When I arrived at one client, I discovered that they already had 50,000 automated tests in place, which sounds impressive when you first hear the number, but that’s misleading.
Those 50,000 tests were written in such a way that the entire suite took three full days to run. As you might imagine, being that slow, they didn’t get run very often. Developers would run the subset of tests that they thought covered the part of the code they were working on, but months might pass before someone would run the entire suite. Note that they were deploying something to production at least weekly.
This is an example of a feedback cycle that was ineffective. Although they did have what appeared to be a comprehensive test suite, it was so slow that it wasn’t useful.
The quality practices that we introduce, like TDD, refactoring, and continuous integration, rely on the ability to be able to run tests quickly and get feedback immediately. We should be able to run thousands of tests in a second to see if we’ve made a mistake or to determine what the current behaviour is.
As for the client with the three day test suite, by the time I left, almost all of those tests had been thrown away and replaced. What had made them so slow in the first place was that every one of them had been written to test through the UI, whether or not that made sense. We replaced as many as we could with tiny micro-tests that were just code calling code, and not entering through the UI.

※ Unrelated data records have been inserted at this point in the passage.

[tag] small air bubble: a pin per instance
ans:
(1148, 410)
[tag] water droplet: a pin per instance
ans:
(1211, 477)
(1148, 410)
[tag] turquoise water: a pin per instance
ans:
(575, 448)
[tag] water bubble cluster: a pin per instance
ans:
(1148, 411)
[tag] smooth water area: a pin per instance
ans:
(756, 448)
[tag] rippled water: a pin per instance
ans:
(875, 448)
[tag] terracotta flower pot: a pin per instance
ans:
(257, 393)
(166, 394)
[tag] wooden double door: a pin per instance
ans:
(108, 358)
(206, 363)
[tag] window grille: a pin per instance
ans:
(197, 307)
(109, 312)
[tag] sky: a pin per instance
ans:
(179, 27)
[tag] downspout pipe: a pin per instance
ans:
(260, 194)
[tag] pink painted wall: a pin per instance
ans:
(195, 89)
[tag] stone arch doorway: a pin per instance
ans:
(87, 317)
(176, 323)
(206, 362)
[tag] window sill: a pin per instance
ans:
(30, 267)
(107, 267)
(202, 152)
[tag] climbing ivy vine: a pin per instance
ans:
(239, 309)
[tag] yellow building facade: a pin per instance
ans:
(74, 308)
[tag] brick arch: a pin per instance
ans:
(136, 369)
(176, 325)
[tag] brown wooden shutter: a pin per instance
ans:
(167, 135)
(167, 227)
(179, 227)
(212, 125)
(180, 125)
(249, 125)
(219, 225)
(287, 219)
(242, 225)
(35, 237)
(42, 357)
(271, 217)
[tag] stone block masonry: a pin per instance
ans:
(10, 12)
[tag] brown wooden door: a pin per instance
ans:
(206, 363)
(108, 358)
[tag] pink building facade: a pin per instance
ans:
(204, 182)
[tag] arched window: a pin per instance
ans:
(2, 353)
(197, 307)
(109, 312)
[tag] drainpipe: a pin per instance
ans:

When we were done, the majority of the new tests could be run in seconds by the developers on their local machine, with a small set of slower tests that would be run by the build server. Even those slower ones would be run multiple times per day, to provide feedback in a timely fashion.
Coming with that improved feedback, was a corresponding improvement in quality.
The speed of the feedback loop is critical. If we can’t get rapid and useful feedback then our ability to make effective decisions is impaired. I’ve focused on automated tests here but it’s applicable to every feedback loop we have.